Get out your largest skillet, a cutting board and a serrated knife.

Cut out the blemishs, cores and rotten spots from the tomatoes and cut into chunks. I like to use a mixture of every variety of tomato including the low acid yellow ones. Heat the dry pan over a high heat and cover the bottom with a layer of extra virgin olive oil. Toss in the tomatoes and immediately work them in the pan with a wooden spoon or spatula. There is no need for garlic, minced onions, green pepper or anything else. Trust me on this.

With the tomatoes on the heat chop a ridiculous amount of fresh flat leaf parsley, fresh basil, fresh oregano and some thyme or winter savory if you have some handy. I’m talking a ton of fresh herbs- a few  full handfuls per batch.

Add some good salt (Maldon, fleur de sel or kosher salt ) add a liberal amount of fresh ground pepper and a dollop of tomato paste (I prefer sundried paste in a tube).

With the heat at full tilt stir periodically with the wooden spoon. Keep the whole thing at a fast simmer while the tomatoes break down and turn to liquid.

Resist the temptation to fuss with it like the stereotypical Italian grandmother. You’ll have a great, fresh tasting sauce that isn’t bitter or acidy in ten minutes or less.

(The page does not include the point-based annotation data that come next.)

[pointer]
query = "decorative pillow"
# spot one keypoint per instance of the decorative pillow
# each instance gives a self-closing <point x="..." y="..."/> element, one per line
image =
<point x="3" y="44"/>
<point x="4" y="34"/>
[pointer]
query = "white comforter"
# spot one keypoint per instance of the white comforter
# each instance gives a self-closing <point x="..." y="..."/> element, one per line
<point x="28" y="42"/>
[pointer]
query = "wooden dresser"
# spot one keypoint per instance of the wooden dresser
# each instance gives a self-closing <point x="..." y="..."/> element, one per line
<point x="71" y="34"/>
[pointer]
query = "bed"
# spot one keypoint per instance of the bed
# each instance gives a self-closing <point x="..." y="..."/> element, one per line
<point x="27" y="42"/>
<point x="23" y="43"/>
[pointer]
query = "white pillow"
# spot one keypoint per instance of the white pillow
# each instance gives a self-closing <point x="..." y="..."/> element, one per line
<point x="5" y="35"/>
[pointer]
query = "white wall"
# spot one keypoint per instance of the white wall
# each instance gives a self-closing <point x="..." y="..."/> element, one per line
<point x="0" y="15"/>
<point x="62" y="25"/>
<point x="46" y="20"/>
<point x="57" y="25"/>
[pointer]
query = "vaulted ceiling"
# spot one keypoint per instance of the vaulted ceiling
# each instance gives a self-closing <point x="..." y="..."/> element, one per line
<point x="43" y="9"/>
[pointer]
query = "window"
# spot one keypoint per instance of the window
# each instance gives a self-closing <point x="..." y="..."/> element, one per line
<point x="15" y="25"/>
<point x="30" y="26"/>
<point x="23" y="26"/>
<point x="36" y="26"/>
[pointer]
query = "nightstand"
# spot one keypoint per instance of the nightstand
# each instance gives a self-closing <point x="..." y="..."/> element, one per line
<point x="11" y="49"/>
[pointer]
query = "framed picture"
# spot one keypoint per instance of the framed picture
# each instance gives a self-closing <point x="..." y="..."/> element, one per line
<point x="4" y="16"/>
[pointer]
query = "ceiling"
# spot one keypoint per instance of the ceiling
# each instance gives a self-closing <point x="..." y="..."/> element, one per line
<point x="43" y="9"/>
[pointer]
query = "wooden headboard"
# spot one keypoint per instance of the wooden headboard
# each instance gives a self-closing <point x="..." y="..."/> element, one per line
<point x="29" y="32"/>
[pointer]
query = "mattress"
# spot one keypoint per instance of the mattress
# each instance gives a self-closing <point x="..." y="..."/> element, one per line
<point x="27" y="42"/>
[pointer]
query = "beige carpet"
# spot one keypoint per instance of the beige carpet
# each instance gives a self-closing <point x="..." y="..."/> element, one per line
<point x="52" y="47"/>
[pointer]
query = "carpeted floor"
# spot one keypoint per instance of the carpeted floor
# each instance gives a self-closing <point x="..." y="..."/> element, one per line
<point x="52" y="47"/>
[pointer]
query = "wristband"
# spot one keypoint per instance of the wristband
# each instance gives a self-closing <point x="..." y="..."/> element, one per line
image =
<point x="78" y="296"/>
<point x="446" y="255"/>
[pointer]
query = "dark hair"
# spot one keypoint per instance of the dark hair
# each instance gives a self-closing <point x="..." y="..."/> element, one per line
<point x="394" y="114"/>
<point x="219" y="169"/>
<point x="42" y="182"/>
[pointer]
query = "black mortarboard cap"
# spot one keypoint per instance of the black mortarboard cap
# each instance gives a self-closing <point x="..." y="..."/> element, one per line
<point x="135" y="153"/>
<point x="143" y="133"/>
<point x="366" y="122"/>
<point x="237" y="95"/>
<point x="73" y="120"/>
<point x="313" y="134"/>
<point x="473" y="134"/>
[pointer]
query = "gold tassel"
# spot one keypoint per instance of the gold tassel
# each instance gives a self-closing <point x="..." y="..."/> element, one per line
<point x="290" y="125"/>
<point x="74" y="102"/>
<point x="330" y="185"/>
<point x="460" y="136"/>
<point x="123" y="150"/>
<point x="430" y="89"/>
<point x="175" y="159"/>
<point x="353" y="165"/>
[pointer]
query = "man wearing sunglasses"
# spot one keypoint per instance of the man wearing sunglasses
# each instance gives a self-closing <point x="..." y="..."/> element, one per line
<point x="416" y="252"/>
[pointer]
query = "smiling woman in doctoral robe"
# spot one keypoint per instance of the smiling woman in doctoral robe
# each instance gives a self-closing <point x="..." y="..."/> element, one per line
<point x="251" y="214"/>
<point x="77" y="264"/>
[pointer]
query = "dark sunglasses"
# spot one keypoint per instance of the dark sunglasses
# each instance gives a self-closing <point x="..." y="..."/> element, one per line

Depending on the tomatoes you use it will probably be a light orange color.

Every time I make this sauce I still can’t believe how easy and good it is.

Some variations to consider: red pepper flakes, capers and oil-cured olives.

Once you try this method I doubt you’ll ever make a tomato sauce the old way again.


Baked Figs:

Take fresh soft figs (either Mission or Rainbow) and slice in half vertically from the stem end. Place a dollop of soft goat cheese and toasted pine nuts on the cut side of the fig and wrap with a piece of proscuitto. Put on a baking sheet and warm in the oven for five or so minutes.

We had this the other night with Humboldt Fog as the cheese. Fantastic!